Jane moved closer and compared the Range Rover’s license plate with the picture on her cell phone. They were the same. Daniel Crane had to be the man she had seen at Chelsea Schnell’s house. The man this girl had been sleeping with was her dead boyfriend’s boss. Jane thought about the revelation without drawing any conclusion yet. People who weren’t supposed to fall in love often did.
Jane walked around outside of the house, staying in the trees, away from the margin of light that spilled outward from the big windows. The house was big and modern, and everything she could see through the glass looked expensive. It made sense that a man who was collecting hundreds of dollars a month for each empty ten-by-fifteen-foot space of a large complex would have plenty of money. He didn’t have to be much of a salesman—the real salesmen had been the ones who had sold the customers more stuff than they had room for.
Jane watched the house all night, and then returned the next day and the next. The neighborhood was an easy one for watching because the houses were so far apart. Down the road was a small, modern commercial district. She found that she could park at any of three medical and dental buildings where each doctor’s staff would assume she had an appointment with another doctor, in the lots of two nearby golf courses where she could approach Crane’s house without crossing a road, or at a mini-mall that contained a supermarket and a couple of restaurants.

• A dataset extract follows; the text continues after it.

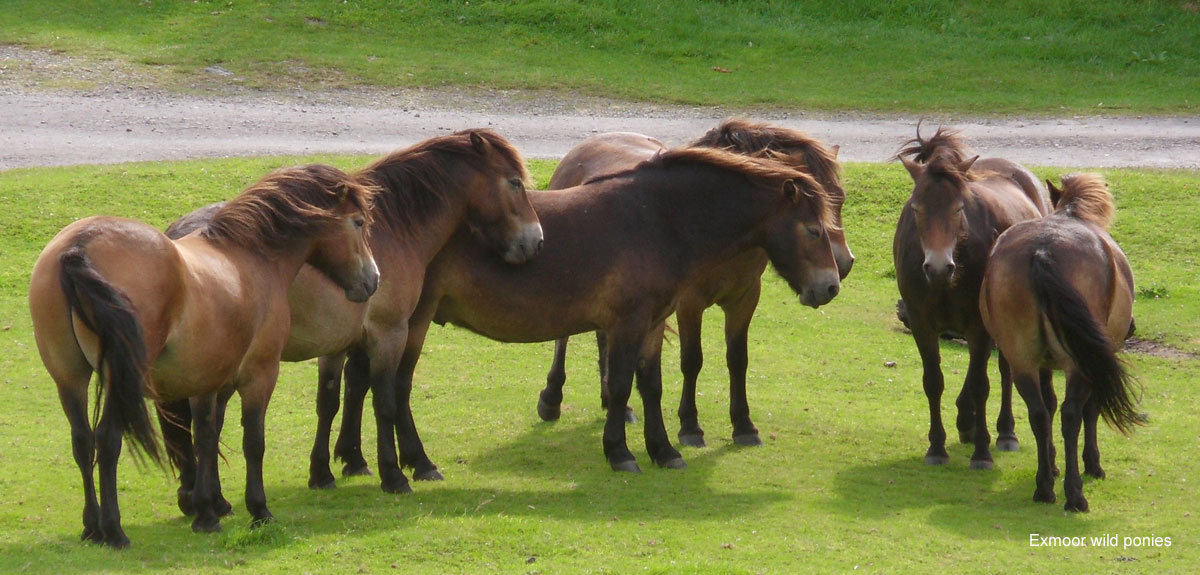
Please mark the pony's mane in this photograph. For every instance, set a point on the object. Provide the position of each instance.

She studied Crane’s routines. Every morning, Crane drove off in the Range Rover around eight. Every afternoon around four he returned, showered and changed, and went to take Chelsea Schnell somewhere for dinner. One night he returned alone, and the others he brought her home with him. Chelsea Schnell was always dressed up in the evening, but beginning the second night she brought with her a small overnight bag and changed into jeans in the morning for the trip home. Her clothes made Jane think the girl might be attracted to the man rather than his money. The clothes, both the dress-up outfits and the casual ones, were items Jane had seen hanging in Chelsea Schnell’s closet on her first visit. That meant Chelsea wasn’t taking money from Daniel Crane and buying things for herself.